The Unending Gift

martes, julio 07, 2015

CANTO A LA BUENA FE

Por HERMANN TERTSCH
  ABC Martes, 07.07.15


Cuando un grupo de países esclavizados todos por el comunismo pudo liberarse y elegir, todos quisieron entrar en esa comunidad de la buena fe

HACE ahora 70 años, con el final de la II Guerra Mundial, la Europa occidental que tuvo, salvo excepciones, la suerte de volver a gozar de libertad y democracia, se ingenió y desarrolló unos instrumentos muy básicos para intentar evitar que ese odio, que había convertido en dos ocasiones todo el continente en un desierto de escombros, no volviera a surgir. Y para ello fomentó primero el comercio y la industria conjunta para que los pueblos y la gente tuviera intereses comunes, que cuanto más fuertes fueran más sólidos obstáculos serían para cualquier estallido de diferencias étnicas o ideológicas. Así comenzó, como un intento de crear mecanismos para hacer imposible una nueva guerra entre los dos grandes, Francia y Alemania, una aventura de cooperación que no dejó de crecer, intensificarse y fortalecerse desde entonces. Y que fue ampliándose a cada vez más países, que todos accedían voluntaria y muy gustosamente a formar parte de esa comunidad de derecho que ofrecía cada vez más ventajas a sus miembros. Muy pronto era ya una asociación de Estados con mucho prestigio y con gran influencia y creciente riqueza. Pero su principal atractivo, su principal valor era, nadie podía dudarlo, la buena fe.
Todos los miembros de aquella comunidad a la que habían llegado con ansias de superación, con esfuerzos por igualarse por arriba con los más desarrollados y mejor dotados, estaban allí porque querían estar.
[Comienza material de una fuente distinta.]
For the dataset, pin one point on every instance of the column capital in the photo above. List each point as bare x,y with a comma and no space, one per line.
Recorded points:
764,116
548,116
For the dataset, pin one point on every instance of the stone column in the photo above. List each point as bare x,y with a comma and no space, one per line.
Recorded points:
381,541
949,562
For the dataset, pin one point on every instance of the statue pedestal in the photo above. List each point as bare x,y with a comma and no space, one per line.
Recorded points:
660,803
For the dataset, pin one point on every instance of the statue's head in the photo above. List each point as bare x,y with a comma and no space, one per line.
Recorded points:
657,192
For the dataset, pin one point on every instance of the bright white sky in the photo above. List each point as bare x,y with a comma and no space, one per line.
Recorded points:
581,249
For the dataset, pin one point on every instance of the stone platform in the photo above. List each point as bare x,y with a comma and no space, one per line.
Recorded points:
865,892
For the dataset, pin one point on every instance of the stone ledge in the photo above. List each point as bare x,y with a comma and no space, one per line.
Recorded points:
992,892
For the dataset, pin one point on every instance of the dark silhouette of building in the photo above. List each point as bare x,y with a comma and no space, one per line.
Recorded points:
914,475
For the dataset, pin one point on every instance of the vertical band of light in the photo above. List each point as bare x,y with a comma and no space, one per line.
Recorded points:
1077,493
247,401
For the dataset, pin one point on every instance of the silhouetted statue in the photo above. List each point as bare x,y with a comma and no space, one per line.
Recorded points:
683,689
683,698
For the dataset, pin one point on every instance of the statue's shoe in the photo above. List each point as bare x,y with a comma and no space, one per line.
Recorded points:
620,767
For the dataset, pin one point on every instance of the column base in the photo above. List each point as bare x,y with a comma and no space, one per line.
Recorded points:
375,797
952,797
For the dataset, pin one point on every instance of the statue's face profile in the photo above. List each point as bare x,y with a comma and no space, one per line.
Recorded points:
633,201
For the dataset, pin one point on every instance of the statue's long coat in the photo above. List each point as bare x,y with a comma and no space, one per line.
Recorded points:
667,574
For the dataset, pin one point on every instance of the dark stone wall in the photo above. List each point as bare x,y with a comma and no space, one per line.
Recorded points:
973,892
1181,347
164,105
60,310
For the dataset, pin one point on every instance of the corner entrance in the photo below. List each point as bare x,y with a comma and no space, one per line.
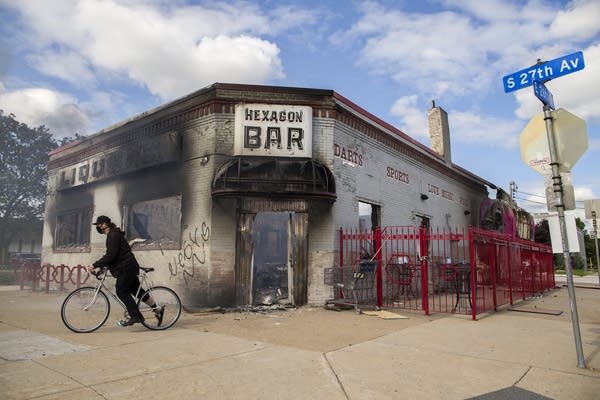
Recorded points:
272,238
272,252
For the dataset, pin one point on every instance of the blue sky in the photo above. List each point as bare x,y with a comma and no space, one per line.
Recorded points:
80,66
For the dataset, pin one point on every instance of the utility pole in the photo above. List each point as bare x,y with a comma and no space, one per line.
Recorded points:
513,189
594,224
560,208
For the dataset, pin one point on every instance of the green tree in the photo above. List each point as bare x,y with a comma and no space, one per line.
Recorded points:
23,176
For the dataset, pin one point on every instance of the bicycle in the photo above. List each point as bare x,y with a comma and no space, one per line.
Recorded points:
87,308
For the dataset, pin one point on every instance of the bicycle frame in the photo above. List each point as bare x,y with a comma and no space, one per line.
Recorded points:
143,281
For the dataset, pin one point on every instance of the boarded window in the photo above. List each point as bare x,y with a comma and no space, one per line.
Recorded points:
156,222
73,231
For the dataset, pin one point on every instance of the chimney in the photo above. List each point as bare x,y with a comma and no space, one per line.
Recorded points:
439,132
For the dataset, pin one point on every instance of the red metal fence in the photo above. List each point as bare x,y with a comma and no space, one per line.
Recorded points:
43,277
460,271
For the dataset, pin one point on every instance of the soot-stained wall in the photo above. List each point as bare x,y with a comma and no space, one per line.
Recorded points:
164,162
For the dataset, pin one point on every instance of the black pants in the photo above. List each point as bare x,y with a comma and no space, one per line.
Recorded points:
126,286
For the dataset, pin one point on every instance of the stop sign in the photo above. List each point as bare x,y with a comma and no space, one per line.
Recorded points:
570,138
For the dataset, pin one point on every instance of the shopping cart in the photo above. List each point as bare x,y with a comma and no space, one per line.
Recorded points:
352,286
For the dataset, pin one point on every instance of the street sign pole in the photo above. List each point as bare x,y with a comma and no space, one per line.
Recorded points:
596,241
560,207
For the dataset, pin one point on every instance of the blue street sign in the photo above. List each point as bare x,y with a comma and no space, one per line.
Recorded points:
543,72
541,92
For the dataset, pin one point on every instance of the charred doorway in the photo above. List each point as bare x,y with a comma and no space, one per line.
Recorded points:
272,256
272,252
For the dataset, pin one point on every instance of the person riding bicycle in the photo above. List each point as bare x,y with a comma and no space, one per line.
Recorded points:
122,265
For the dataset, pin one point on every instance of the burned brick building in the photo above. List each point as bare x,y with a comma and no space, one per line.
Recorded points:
238,191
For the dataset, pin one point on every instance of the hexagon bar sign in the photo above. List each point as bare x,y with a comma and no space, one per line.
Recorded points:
570,137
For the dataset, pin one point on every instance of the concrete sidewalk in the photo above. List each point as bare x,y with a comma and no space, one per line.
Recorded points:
305,353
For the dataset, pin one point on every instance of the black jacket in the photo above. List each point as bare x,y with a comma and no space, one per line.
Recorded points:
118,257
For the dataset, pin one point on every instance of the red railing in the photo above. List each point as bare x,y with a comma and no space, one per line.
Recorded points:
468,272
41,277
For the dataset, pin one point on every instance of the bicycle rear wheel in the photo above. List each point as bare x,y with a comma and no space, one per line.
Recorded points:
166,299
85,311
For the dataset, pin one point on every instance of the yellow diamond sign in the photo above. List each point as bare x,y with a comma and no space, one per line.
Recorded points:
570,138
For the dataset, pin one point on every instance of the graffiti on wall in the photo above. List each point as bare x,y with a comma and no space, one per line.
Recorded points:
192,254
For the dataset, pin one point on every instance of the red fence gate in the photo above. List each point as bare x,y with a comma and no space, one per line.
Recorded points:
468,272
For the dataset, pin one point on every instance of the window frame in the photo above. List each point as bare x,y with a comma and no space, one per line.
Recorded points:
128,211
82,242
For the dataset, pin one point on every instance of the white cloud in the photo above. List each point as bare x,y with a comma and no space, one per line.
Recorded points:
473,127
576,92
580,20
446,52
35,107
413,118
170,49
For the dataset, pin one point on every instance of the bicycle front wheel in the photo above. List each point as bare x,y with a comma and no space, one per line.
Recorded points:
84,310
167,301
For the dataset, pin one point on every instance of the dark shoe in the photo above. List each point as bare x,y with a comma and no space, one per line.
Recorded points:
159,312
131,321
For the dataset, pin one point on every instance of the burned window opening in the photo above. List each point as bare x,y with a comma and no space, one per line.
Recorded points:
73,231
283,178
154,224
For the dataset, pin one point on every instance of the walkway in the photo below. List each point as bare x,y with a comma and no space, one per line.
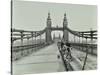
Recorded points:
43,61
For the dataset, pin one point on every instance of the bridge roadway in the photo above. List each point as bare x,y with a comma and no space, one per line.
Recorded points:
42,61
45,61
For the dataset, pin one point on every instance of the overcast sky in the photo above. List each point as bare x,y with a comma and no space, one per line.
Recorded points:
29,15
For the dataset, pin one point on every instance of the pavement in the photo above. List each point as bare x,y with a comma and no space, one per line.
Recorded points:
42,61
45,61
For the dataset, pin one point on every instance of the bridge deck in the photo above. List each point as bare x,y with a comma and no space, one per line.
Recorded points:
42,61
45,61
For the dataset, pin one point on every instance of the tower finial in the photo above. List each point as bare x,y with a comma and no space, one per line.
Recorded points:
64,14
49,16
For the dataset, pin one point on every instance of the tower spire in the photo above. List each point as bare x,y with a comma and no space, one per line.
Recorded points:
49,16
65,17
53,36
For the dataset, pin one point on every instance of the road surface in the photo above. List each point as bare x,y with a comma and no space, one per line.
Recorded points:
42,61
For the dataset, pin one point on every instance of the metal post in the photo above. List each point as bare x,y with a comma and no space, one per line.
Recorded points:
74,39
32,40
79,42
85,56
82,41
35,41
40,39
27,44
91,34
21,43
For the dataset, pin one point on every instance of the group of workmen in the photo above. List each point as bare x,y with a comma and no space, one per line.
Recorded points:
65,48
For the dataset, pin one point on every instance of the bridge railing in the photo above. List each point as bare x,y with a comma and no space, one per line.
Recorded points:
20,51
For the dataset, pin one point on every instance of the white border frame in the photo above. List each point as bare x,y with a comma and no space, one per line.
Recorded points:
5,35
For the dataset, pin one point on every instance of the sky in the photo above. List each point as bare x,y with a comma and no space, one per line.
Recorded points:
30,15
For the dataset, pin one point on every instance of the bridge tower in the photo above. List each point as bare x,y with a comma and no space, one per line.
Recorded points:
65,31
48,30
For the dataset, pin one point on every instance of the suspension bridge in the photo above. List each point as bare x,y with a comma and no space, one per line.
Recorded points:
41,57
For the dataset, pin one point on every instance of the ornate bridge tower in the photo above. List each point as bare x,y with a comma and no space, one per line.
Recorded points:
65,31
48,30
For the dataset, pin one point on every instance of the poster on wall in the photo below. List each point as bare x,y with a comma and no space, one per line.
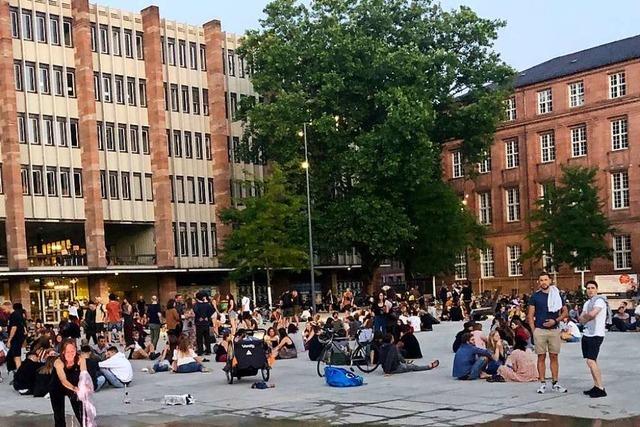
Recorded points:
616,283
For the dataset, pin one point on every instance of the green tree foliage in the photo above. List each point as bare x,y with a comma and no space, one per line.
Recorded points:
383,83
569,219
269,232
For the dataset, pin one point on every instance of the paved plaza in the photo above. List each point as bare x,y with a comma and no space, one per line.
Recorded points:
423,398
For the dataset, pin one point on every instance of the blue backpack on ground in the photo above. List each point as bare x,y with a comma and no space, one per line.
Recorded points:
340,377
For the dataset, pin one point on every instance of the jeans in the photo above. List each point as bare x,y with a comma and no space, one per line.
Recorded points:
189,367
111,378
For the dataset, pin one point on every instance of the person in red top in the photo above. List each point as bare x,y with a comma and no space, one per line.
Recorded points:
114,317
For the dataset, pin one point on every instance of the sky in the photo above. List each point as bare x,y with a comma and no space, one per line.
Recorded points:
537,30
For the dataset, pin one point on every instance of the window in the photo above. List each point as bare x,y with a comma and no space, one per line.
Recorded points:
27,25
456,161
513,260
193,56
17,75
67,30
576,94
104,39
513,204
126,186
579,141
202,191
617,85
487,265
52,181
210,190
54,27
622,252
185,99
113,184
198,142
195,95
510,108
36,179
193,228
461,266
545,104
30,76
119,89
484,208
619,135
137,186
41,27
140,46
77,182
131,91
117,41
128,43
204,236
182,53
620,189
547,147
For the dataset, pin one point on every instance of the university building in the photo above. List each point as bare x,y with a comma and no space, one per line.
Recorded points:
577,109
118,150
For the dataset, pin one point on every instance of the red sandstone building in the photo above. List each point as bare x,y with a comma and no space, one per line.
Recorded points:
578,109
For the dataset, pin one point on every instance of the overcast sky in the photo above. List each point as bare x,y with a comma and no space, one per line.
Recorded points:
537,30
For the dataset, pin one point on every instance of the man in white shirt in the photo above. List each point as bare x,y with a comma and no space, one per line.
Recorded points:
116,368
594,318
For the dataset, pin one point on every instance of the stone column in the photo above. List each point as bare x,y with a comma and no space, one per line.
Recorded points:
94,222
157,137
218,123
14,225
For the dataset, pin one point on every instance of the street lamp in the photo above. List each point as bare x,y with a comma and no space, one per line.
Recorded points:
305,166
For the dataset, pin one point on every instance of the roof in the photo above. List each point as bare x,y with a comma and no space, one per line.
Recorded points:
588,59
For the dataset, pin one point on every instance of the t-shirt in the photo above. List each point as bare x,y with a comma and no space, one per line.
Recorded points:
596,327
539,301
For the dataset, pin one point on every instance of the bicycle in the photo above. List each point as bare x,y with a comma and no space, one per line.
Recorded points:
363,356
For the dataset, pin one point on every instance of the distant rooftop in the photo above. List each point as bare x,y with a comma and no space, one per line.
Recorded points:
588,59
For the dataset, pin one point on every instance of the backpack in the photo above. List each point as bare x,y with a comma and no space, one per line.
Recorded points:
340,377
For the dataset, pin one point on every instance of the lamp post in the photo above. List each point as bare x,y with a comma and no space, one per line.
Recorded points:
305,166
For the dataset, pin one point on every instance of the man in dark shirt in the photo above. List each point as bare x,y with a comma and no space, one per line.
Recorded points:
546,331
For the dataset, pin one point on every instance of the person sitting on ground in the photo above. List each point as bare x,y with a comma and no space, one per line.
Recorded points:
286,349
116,369
394,363
470,361
521,366
25,377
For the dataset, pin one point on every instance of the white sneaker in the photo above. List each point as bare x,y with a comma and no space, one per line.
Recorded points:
558,388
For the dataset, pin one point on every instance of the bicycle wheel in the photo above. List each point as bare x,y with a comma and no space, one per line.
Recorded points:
363,359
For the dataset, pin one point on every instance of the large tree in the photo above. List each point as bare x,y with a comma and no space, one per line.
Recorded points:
382,84
569,223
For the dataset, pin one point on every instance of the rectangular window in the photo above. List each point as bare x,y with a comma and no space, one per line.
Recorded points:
619,134
547,147
545,103
513,204
576,94
456,164
622,252
513,260
484,208
579,141
620,189
487,264
617,85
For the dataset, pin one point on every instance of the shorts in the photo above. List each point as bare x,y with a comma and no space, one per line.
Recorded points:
591,347
547,340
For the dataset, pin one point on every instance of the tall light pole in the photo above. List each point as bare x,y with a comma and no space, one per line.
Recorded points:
305,166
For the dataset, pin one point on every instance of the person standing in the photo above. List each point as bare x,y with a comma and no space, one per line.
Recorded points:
594,318
546,309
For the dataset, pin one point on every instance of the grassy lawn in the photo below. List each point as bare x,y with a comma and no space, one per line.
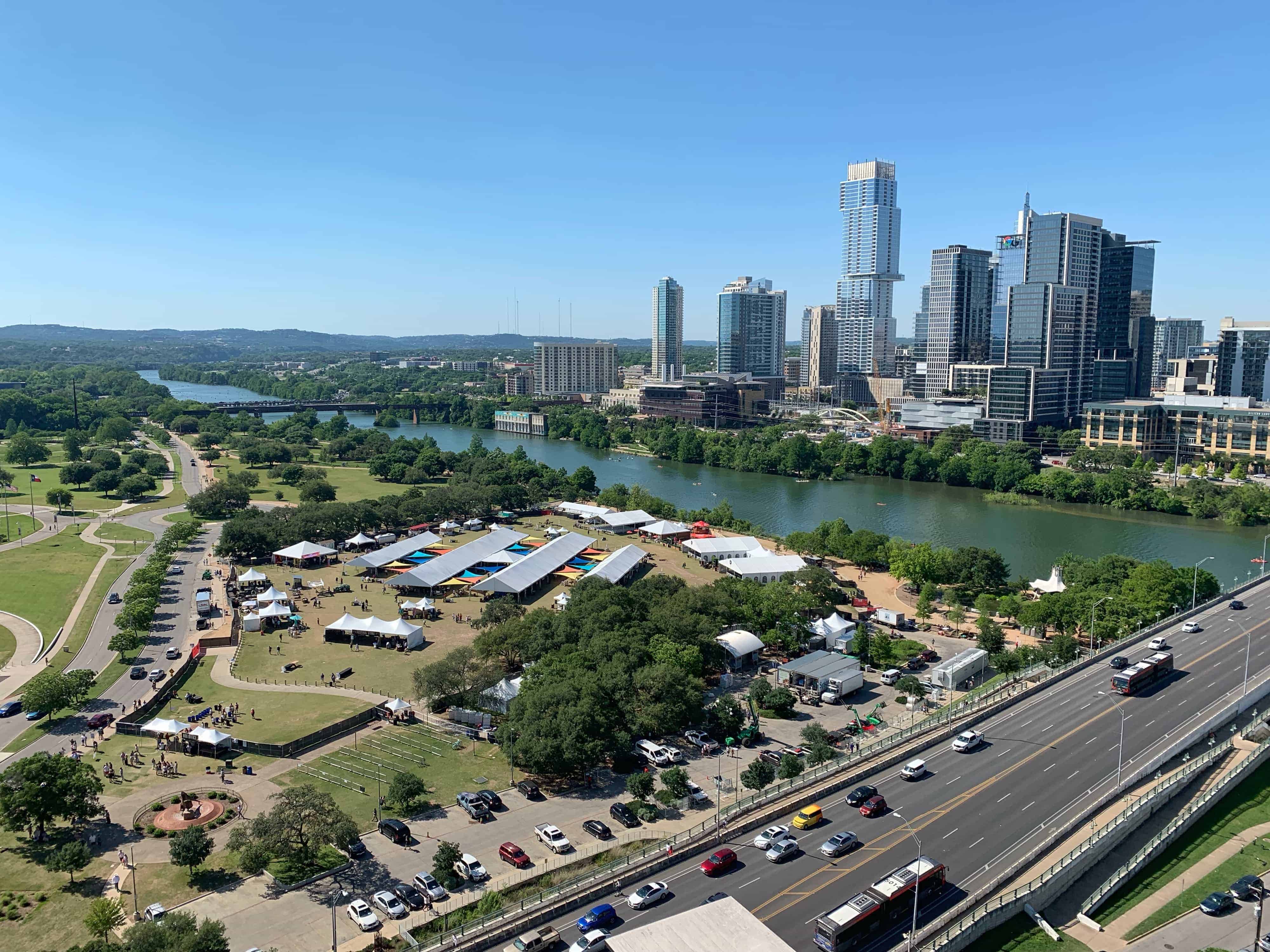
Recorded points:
398,750
8,645
168,884
123,532
58,922
1022,935
1254,859
43,581
1248,805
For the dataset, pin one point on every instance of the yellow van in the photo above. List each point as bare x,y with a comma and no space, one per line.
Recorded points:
808,817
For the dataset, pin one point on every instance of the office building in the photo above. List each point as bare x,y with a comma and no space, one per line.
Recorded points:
959,313
1243,369
561,370
1126,333
1174,340
751,329
820,354
871,267
667,331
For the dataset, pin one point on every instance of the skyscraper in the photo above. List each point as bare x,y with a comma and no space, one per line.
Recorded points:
752,328
871,266
959,313
820,347
667,331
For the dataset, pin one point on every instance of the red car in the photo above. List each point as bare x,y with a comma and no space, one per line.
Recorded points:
874,807
514,855
718,863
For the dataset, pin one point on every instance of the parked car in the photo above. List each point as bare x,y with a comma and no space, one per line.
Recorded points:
647,896
624,816
598,830
514,855
363,916
874,807
601,916
529,789
840,843
860,795
389,904
719,861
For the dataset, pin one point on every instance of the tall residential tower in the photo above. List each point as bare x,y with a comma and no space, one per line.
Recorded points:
871,267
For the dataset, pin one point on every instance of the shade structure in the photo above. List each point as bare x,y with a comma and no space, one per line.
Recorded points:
163,725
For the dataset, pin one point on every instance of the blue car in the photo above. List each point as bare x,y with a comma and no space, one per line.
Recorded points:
598,918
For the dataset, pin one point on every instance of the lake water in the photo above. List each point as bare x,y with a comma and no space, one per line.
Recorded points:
1029,538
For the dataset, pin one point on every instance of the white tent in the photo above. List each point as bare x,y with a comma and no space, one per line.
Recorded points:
162,725
272,595
304,550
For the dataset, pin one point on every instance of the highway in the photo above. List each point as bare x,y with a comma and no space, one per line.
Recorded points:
1045,760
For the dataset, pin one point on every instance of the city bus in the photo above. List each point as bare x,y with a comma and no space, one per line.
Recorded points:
868,915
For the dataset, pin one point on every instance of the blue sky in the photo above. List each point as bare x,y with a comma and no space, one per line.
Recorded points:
401,168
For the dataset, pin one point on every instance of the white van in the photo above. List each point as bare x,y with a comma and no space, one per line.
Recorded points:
653,753
914,771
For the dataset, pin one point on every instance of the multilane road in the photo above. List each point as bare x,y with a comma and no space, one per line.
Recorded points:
1045,760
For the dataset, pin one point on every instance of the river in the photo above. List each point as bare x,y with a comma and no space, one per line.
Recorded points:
1029,538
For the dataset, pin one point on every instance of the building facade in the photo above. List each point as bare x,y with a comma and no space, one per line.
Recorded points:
561,370
871,267
669,331
751,329
820,365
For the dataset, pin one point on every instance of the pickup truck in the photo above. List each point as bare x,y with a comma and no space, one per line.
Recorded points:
553,838
535,941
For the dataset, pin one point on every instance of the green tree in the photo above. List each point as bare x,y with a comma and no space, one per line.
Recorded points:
105,916
26,450
789,767
639,785
70,859
190,849
759,775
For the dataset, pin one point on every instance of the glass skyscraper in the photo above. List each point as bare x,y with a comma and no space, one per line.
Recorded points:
752,328
667,331
871,266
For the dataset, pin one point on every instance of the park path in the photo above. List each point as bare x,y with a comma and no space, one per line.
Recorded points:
223,676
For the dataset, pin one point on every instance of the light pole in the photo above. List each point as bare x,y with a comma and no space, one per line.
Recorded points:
918,883
1106,598
1196,578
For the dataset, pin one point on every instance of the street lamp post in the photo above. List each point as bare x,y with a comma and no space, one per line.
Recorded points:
1196,578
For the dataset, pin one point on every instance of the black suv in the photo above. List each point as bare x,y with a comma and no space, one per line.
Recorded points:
624,816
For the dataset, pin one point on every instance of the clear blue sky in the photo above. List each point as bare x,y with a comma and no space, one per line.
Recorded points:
401,167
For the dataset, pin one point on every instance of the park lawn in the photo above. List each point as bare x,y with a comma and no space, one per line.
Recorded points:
280,715
1248,805
8,645
57,923
446,772
1253,860
1022,935
171,885
123,532
43,581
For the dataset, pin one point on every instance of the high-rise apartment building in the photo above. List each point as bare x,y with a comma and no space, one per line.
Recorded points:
561,370
751,328
820,366
669,331
871,267
1126,328
959,313
1174,340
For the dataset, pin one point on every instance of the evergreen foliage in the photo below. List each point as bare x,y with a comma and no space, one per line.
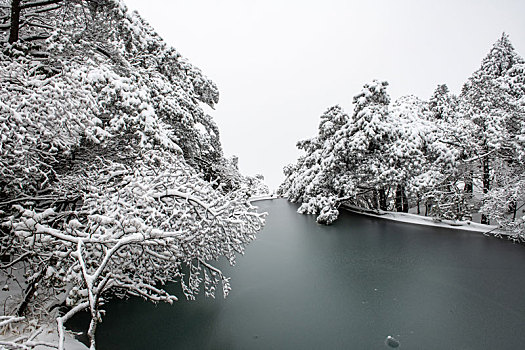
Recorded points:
452,155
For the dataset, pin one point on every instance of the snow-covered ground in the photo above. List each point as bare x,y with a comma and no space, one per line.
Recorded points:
425,220
263,198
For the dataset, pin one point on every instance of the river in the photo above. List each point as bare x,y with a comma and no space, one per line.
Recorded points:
346,286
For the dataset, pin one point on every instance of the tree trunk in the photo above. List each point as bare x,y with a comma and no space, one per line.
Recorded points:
399,199
405,200
15,21
382,199
486,185
469,185
513,209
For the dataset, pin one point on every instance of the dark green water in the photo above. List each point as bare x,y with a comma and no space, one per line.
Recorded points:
346,286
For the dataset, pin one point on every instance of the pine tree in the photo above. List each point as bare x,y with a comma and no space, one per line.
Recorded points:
492,102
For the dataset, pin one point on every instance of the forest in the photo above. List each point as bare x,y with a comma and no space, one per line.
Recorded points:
113,182
448,157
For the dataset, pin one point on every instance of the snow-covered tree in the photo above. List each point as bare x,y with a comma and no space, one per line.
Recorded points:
442,104
492,98
112,178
Y porque les era una satisfacción y un orgullo. Todos querían aportar lo mejor de sí mismos para que aquella extraña y magnífica alianza sin precedentes, cuyo único fin real era la paz entre todos sus miembros, el desarrollo y la prosperidad de sus sociedades y la libertad y seguridad de sus miembros, funcionara cada vez mejor y fuera capaz de extender sus confines para ofrecer todos aquellos bienes tan escasos en el mundo a los vecinos que se sintieran atraídos y capaces de participar. Las condiciones para entrar estaban claras. Había que ser democrático, había que desear y promover la paz, había que garantizar la libertad y los derechos humanos y civiles, y había que prometer probidad y honradez en el trato, así como el cumplimiento de los acuerdos y la palabra dada. Como no toda la vida es un cuento tan bello, con la llegada de nuevos miembros, cada vez más distintos y de países más lejanos entre sí, aumentaron las diferencias de condiciones, de historia, de nivel económico y de carácter. Y tantas diferencias trajeron inevitablemente consigo la diferencia cada vez mayor de intereses y objetivos. Hacerlos coincidir o ser al menos compatibles se convirtió en una tarea laboriosa. Y se agravaron los problemas y llegaron las crisis y el europesimismo y el eurofatalismo. Y sin embargo, cuando un grupo de países esclavizados todos por el comunismo pudieron liberarse y elegir, todos quisieron entrar en esa comunidad de la buena fe. Porque se daba por hecho que todos compartían los principios elementales de la defensa de la libertad y cooperación y a partir de ahí todas las dificultades eran superables. Todos pecan porque son imperfectos. Pero se buscan soluciones entre todos. Pero aquella insólita comunidad de la buena fe estalla cuando uno de los miembros se convierte a una ideología que es incompatible con la comunidad. Porque es incompatible con la libertad. Entonces ese miembro comienza a hacer trampas y a ejercer la coacción hacia otros. Y exige y no cumple. Y desprecia la palabra dada y gasta lo de los demás. Y se convierte en un matón que aterroriza y chantajea a los demás. Y allí muere la buena fe.